Your yoga practice is perfect just the way it is today

This might sound a bit cheesy but can you try to practice with the notion that you are perfect just the way you are, that your yoga practice is perfect just the way it is today, that there is nowhere to go, nothing more to strive for. That yoga isn't something that happens when you finally get into that challenging armbalance or when you can sit in meditation for several minutes in stillness without your mind racing in the speed of a Ducati on the highway..

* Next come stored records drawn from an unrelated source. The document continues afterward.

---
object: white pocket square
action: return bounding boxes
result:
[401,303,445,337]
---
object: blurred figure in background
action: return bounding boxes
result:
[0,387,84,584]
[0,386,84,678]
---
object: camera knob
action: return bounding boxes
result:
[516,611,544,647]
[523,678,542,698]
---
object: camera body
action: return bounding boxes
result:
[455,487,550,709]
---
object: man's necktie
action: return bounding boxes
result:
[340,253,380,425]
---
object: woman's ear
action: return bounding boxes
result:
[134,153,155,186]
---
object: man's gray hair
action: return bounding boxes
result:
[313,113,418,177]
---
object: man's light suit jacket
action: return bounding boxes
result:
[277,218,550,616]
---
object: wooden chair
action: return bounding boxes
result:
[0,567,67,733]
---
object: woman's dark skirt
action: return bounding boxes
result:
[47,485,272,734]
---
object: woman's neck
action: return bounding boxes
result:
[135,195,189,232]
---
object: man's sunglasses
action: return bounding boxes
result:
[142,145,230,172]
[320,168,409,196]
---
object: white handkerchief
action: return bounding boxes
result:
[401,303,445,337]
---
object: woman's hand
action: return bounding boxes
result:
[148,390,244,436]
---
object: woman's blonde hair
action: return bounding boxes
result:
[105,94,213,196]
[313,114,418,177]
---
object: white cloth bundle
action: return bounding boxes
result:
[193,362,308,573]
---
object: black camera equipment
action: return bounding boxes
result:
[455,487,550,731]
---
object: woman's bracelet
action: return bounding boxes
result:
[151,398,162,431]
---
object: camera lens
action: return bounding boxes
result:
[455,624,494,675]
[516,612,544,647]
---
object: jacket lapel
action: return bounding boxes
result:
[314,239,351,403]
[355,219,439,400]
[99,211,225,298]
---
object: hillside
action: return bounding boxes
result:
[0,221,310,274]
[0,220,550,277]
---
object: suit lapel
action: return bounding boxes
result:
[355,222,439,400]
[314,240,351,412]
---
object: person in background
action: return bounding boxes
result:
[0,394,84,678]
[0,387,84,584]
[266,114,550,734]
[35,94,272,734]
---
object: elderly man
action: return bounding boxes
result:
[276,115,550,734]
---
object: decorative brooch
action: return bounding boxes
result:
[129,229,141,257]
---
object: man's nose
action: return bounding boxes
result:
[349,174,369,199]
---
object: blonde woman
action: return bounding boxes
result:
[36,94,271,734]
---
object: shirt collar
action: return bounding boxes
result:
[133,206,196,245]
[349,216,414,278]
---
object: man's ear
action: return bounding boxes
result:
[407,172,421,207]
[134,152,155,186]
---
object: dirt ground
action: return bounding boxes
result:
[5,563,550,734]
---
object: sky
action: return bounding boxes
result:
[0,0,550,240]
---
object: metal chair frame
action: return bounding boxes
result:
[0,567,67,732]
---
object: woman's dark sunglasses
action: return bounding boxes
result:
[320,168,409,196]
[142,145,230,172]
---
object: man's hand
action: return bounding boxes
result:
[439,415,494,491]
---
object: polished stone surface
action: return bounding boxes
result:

Can you try to grasp the idea that there is nowhere to go, nothing to aim for but being in the present moment? And that this moment is perfect just the way it is, with all its' flaws and imperfections. That your yoga practice is perfect with all your bodily aches and stiffnesses. Yoga is presence. Yoga is here and now. A practice of awareness and mindfullness.

I teach alignment based flow classes; meaning that I focus on alignment and details in the poses as well as dynamic movements. This focus on alignment helps us to be safe in the various poses, it helps us to avoid injuries and it enables us to come as deep and correct into the asanas (poses) as possible.
But we also use this focus on details and alignment as a tool for meditation, in order for us to become more present in the HERE AND NOW. How so? We shift our focus from our never ending stream of thoughts; our monkey minds that wander from thoughts to thoughts, to bodily awareness. Our bodies are something concrete, something tangable and easy for the mind to grasp. Something gross as oppose to something subtle. We can see, touch and feel our bodies as oppose to more subtle aspects of our beings such as our thoughts, feelings, levels of energy.

So by focusing on different parts of the body at the same time; like in Warrior 2...all four corners of the feet pressing equally down in the mat, the front thight being paralell to the floor, the front knee pointing to the pinkie toe, our arms elongating out to the sides etc.. focusing on these different parts of the body all at the same time becomes then a meditation of its' own; our fluctuating minds might become still for a while and we get into the present moment through our bodies. Like Mr Iyengar said; 'Focusing on one point is concentration, focusing on several points at the same time is meditation'.

This said there is no doubt then that alignment-based yoga is something that appeals to me; both in my own practice and in my teaching. However, this focus can sometimes make me forget the most essential part of yoga; that yoga is presence, something happening here and now... yoga is doing and being at the same time, yoga is a state of mind, a practice of awareness and mindfullness. And it's not so much about mastering that challenging pose or having to practice 90 minutes 6 days a week to be a able to call my practice a genuine yoga practice.
This is what yoga is to me anyhow, it might feel different for you.

So my practice is perfect just the way it is today, with all it's flaws and imperfections. No where to go, nothing to strive for except for being in the present moment.